И еще несколько, которые, с его ведома, я вставил в мою прозу. Он мне так и говорит, когда сочиняет каламбур или что-нибудь в этом роде:
– Вот вам, Володя, для использования.
Сам-то он не пишет, а только говорит.
По отношению к нему я – типичный user. Он сделал мне столько добра, что ждать от него еще – грех, а тем более обижаться на него.
Касаемо прогрессирующей. Полвека назад, в ранние школьные годы, когда у меня появились первые признаки близорукости, я пересаживался с парты на парту поближе к доске, а когда и это не помогло, щурился, стыдясь носить очки, чтобы не прослыть очкариком – по тем допотопным меркам, синоним жида; так и теперь я глохну, особенно на левое ухо, но стыжусь признаться, а тем более надеть слуховой аппарат, хотя он почти незаметен, под цвет кожи (у негров – черный), и напрягаю слух; часть информации втуне, на теле– и радиовстречах интервьюера слышу отлично, но с открытым эфиром, который люблю, – проблемы: когда догадываюсь, а когда переспрашиваю или отвечаю невпопад. Может, носить такую шапочку, закрывающую слуховой аппарат? Изоляция, одиночество и психозы, понятно, увеличиваются. В том числе по этой причине. Причем именно в тот момент, когда благодаря здешней славе я нарасхват и меня всюду приглашают – на юбилеи, на радио– и телеинтервью, на русскоязычники с роскошным фуршетом в домах преуспевших бывших соотечественников, на тусы, вечеринки и даже утренники – моя светская жизнь превышает мои физические возможности. Слух ослаб, зато обострилась сообразительность. Когда как. Вот девица – хотя давно уже не девица, но с высоты моего возраста – bla-bla-bla, – на которой, когда жизнь стала, как бег на месте, сосредоточилось мое либидо и которая служит мне воображаемой постельной партнершей последние дни, шепнула мне что-то важное – возможно, сексуальное – на ухо, а им я как раз плохо слышу – и уж пару недель гадаю: что именно? Возбуждения и хватает только на пару недель, а потом забываю ее имя и сосредотачиваюсь на новой.

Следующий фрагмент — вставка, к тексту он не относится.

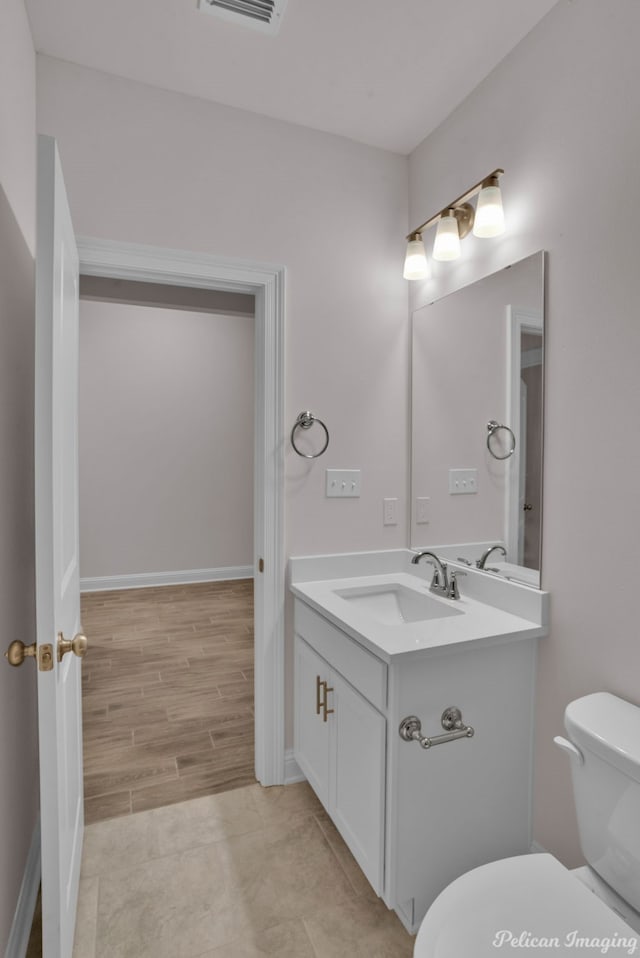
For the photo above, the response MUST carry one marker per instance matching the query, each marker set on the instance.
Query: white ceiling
(384, 72)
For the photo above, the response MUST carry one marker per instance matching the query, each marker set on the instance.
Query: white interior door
(57, 570)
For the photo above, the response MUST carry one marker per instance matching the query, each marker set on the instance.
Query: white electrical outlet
(390, 512)
(422, 509)
(463, 482)
(343, 483)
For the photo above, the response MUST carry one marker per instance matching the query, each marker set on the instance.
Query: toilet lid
(531, 901)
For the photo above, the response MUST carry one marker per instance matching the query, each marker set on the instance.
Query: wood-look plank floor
(167, 695)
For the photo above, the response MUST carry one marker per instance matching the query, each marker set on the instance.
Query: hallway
(167, 695)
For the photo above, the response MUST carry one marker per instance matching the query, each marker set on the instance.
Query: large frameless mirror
(477, 416)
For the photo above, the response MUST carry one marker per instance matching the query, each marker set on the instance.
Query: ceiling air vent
(264, 15)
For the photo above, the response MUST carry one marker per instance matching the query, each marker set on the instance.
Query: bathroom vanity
(373, 647)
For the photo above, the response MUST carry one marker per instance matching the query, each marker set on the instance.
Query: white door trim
(157, 265)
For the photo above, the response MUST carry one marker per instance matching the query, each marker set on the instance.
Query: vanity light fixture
(454, 222)
(416, 265)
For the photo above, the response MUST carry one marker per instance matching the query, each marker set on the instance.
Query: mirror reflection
(477, 405)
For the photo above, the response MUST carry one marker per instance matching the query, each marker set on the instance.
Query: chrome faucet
(480, 563)
(440, 584)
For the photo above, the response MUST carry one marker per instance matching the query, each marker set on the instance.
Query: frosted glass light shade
(489, 219)
(415, 262)
(446, 245)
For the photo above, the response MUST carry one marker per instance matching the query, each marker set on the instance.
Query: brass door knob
(77, 645)
(18, 652)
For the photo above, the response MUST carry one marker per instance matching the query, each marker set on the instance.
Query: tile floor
(241, 874)
(167, 692)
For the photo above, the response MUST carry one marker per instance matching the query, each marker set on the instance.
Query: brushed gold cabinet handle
(77, 645)
(327, 711)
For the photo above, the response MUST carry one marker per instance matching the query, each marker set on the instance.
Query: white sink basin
(394, 603)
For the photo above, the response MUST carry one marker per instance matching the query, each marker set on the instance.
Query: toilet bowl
(532, 901)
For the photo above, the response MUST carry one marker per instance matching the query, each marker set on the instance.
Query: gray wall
(18, 709)
(560, 114)
(166, 439)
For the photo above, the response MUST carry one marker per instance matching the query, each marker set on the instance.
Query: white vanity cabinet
(416, 818)
(340, 736)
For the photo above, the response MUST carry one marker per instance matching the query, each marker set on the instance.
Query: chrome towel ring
(305, 421)
(493, 428)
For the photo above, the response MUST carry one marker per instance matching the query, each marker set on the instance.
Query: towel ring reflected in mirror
(494, 429)
(305, 421)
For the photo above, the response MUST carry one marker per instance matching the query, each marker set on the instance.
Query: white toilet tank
(606, 787)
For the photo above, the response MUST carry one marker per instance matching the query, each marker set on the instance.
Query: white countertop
(480, 622)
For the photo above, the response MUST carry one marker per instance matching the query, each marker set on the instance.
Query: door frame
(115, 260)
(519, 321)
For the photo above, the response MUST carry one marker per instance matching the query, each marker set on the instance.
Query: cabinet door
(358, 733)
(311, 745)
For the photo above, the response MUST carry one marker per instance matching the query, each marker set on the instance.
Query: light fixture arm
(457, 206)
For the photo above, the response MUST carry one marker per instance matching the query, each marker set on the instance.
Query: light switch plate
(422, 509)
(390, 512)
(343, 483)
(463, 482)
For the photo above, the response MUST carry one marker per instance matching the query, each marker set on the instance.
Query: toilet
(532, 901)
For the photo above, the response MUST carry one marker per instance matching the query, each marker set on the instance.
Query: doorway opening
(166, 542)
(128, 262)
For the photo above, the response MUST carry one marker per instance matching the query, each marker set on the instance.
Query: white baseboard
(27, 897)
(292, 771)
(143, 580)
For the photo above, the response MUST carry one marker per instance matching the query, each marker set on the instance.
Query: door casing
(266, 282)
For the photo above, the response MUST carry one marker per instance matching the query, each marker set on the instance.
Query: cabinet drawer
(358, 666)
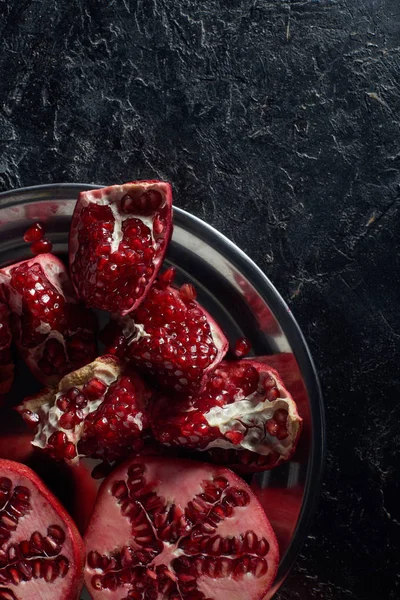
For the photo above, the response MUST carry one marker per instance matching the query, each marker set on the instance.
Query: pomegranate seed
(242, 347)
(272, 427)
(280, 415)
(188, 292)
(41, 246)
(94, 389)
(167, 278)
(34, 233)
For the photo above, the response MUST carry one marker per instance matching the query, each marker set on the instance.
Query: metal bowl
(243, 300)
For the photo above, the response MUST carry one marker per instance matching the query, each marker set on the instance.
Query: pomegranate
(41, 552)
(6, 362)
(97, 411)
(34, 233)
(169, 336)
(178, 530)
(41, 246)
(242, 347)
(244, 416)
(53, 332)
(118, 239)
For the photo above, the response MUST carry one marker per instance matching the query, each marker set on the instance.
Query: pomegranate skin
(245, 418)
(118, 239)
(49, 567)
(53, 332)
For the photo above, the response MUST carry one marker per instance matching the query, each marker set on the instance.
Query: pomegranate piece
(97, 411)
(171, 337)
(118, 239)
(6, 362)
(41, 551)
(245, 416)
(176, 529)
(53, 332)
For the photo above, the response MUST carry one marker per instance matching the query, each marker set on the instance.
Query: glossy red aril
(178, 530)
(41, 551)
(52, 330)
(244, 417)
(97, 411)
(118, 239)
(171, 337)
(41, 246)
(242, 347)
(34, 233)
(6, 362)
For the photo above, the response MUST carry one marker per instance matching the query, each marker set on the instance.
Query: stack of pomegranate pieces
(162, 528)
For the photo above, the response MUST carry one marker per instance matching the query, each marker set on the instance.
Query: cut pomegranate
(41, 551)
(53, 332)
(171, 337)
(245, 416)
(41, 246)
(6, 362)
(34, 233)
(178, 530)
(97, 411)
(118, 239)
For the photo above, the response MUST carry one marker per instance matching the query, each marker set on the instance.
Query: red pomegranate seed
(167, 277)
(242, 347)
(34, 233)
(188, 292)
(234, 436)
(41, 246)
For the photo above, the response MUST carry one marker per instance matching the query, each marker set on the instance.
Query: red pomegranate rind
(178, 529)
(244, 416)
(171, 337)
(118, 239)
(97, 411)
(41, 552)
(53, 332)
(6, 362)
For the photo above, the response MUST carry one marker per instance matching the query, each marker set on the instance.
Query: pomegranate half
(118, 239)
(178, 530)
(41, 552)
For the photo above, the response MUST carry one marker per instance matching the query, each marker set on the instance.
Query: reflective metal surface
(242, 299)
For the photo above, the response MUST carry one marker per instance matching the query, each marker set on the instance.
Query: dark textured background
(280, 113)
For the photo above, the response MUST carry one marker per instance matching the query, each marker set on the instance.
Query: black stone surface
(278, 122)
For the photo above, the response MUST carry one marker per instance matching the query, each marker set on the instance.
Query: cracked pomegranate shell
(54, 333)
(168, 529)
(99, 411)
(245, 417)
(6, 362)
(118, 239)
(41, 552)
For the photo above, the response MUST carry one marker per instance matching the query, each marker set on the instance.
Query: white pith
(249, 416)
(113, 201)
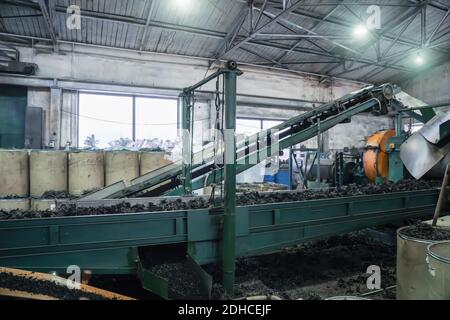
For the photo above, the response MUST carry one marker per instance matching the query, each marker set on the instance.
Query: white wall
(92, 68)
(433, 86)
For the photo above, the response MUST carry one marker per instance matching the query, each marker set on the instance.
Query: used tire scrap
(245, 199)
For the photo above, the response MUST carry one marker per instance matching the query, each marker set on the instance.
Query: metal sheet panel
(432, 129)
(419, 156)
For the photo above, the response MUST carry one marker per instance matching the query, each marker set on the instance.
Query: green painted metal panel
(41, 243)
(99, 261)
(13, 104)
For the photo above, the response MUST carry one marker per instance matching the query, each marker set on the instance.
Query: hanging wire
(218, 102)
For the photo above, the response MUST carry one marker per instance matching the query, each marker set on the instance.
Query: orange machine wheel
(376, 159)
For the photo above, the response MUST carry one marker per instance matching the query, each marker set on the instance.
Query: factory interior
(231, 150)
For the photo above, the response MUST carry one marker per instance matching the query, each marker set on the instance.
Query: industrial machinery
(138, 243)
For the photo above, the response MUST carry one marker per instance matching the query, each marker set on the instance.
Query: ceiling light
(360, 31)
(182, 3)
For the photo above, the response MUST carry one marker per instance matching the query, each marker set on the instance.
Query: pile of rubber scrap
(249, 198)
(333, 267)
(427, 232)
(15, 283)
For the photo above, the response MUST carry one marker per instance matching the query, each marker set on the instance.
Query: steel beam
(433, 33)
(48, 10)
(271, 22)
(186, 137)
(149, 19)
(229, 218)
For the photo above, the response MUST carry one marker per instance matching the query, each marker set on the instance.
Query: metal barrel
(412, 268)
(86, 172)
(14, 173)
(150, 161)
(14, 204)
(48, 172)
(438, 258)
(121, 166)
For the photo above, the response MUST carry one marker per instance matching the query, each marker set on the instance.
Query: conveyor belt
(254, 149)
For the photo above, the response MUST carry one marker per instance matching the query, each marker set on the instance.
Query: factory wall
(433, 86)
(280, 94)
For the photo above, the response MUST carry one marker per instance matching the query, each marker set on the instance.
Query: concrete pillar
(54, 115)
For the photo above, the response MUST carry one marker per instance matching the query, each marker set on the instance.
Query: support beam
(313, 28)
(48, 10)
(229, 218)
(149, 18)
(271, 22)
(438, 27)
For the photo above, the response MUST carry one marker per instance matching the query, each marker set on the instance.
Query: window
(247, 127)
(106, 118)
(107, 121)
(156, 119)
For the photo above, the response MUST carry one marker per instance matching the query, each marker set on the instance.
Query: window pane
(108, 118)
(156, 119)
(248, 127)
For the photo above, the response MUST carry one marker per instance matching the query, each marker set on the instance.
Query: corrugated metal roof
(201, 27)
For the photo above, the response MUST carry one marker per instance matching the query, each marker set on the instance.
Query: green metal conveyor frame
(109, 244)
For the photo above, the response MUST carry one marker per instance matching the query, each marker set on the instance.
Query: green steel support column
(186, 136)
(229, 225)
(319, 151)
(398, 124)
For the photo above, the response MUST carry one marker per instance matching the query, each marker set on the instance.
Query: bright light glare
(182, 4)
(360, 31)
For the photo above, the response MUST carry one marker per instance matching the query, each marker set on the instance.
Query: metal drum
(48, 172)
(14, 173)
(150, 161)
(412, 268)
(15, 204)
(438, 258)
(86, 172)
(121, 165)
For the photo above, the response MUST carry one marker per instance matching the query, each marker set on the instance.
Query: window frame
(133, 107)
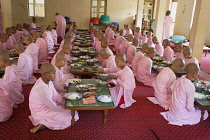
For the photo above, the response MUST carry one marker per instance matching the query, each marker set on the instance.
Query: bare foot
(15, 105)
(37, 128)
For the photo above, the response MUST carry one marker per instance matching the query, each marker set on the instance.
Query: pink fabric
(162, 85)
(168, 53)
(125, 86)
(25, 68)
(180, 55)
(3, 46)
(43, 50)
(167, 27)
(46, 107)
(55, 36)
(191, 60)
(11, 76)
(10, 44)
(33, 25)
(149, 41)
(6, 104)
(13, 39)
(111, 37)
(125, 47)
(47, 35)
(33, 50)
(110, 62)
(137, 35)
(61, 25)
(144, 73)
(118, 43)
(143, 40)
(181, 109)
(137, 57)
(130, 54)
(128, 32)
(107, 31)
(159, 49)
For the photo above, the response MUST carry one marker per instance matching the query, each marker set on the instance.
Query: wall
(121, 11)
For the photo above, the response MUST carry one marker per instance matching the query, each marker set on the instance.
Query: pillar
(159, 18)
(6, 10)
(139, 13)
(184, 16)
(199, 27)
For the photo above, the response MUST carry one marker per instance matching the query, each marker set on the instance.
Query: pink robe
(43, 50)
(159, 49)
(6, 104)
(162, 85)
(149, 41)
(125, 47)
(25, 68)
(111, 37)
(118, 43)
(144, 73)
(10, 44)
(180, 55)
(11, 76)
(47, 35)
(137, 57)
(61, 26)
(168, 53)
(33, 50)
(124, 87)
(130, 54)
(107, 31)
(137, 35)
(191, 60)
(167, 27)
(46, 107)
(3, 46)
(55, 36)
(128, 32)
(13, 39)
(181, 109)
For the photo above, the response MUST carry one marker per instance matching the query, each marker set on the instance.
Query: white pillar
(199, 27)
(159, 18)
(139, 13)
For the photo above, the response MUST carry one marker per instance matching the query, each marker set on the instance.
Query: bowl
(86, 69)
(85, 57)
(75, 59)
(76, 65)
(199, 87)
(102, 77)
(74, 81)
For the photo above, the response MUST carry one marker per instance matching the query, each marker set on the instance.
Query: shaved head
(178, 62)
(36, 34)
(28, 38)
(166, 41)
(121, 57)
(187, 51)
(192, 67)
(151, 50)
(60, 56)
(47, 68)
(19, 46)
(5, 57)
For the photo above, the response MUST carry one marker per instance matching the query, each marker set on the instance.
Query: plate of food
(74, 81)
(73, 96)
(76, 65)
(88, 94)
(105, 98)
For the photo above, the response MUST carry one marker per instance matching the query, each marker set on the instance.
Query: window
(98, 8)
(36, 8)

Они всегда, когда переходят на нечто для обеих сторон важное, всё шепотом да шепотом – ввиду соседства сторонних, включая мою жену. Днями на банкете в афганском ресторане в Манхэттене роскошная, пусть и не в моем вкусе, визави плясала со мной, но больше со своим двойным ожерельем и чего только с ним не вытворяла – что твой Фред Астер, чья настоящая фамилия – смешно? – Аустерлиц, со стулом или щеткой. Ну я и сказал, что при такой самодостаточности ей и партнер не нужен.
– Иногда нужен, – сказала она и, смеясь, добавила что-то в мое левое ухо.
То самое, с недостаточными процентами.
Проклятие!
А переспросить не смею – не та ситуация. Как и попросить перешепнуть мне в другое ухо, правое. Предпочитаю неведение. Тишину – искусственно озвученному миру.
Иногда Лена дублирует мне тут же, но ее шепот и вовсе не пробивает мою упрямую перепонку.
Тем более не договариваться же с девушкой, пользуясь услугами жены-толмача.
Язык любви – немой. Когда-то я сочинил хороший рассказ «Молчание любви» – как аукнулось, так и откликнулось. Сам накликал, сам накаркал.
На самом деле – наследство от мамы, которой я как-то звонил из комаровской столовой в Питер, а потом объяснял стоявшему рядом пииту из «евтушенок», что вынужден кричать, потому что мама плохо слышит.
– Моя слышит еще хуже, – успокоил он меня.
– Откуда ты знаешь, как слышит моя?
Поспорили, пока он не предъявил неотразимый аргумент:
– Моя вообще ничего не слышит. Она умерла в блокаду.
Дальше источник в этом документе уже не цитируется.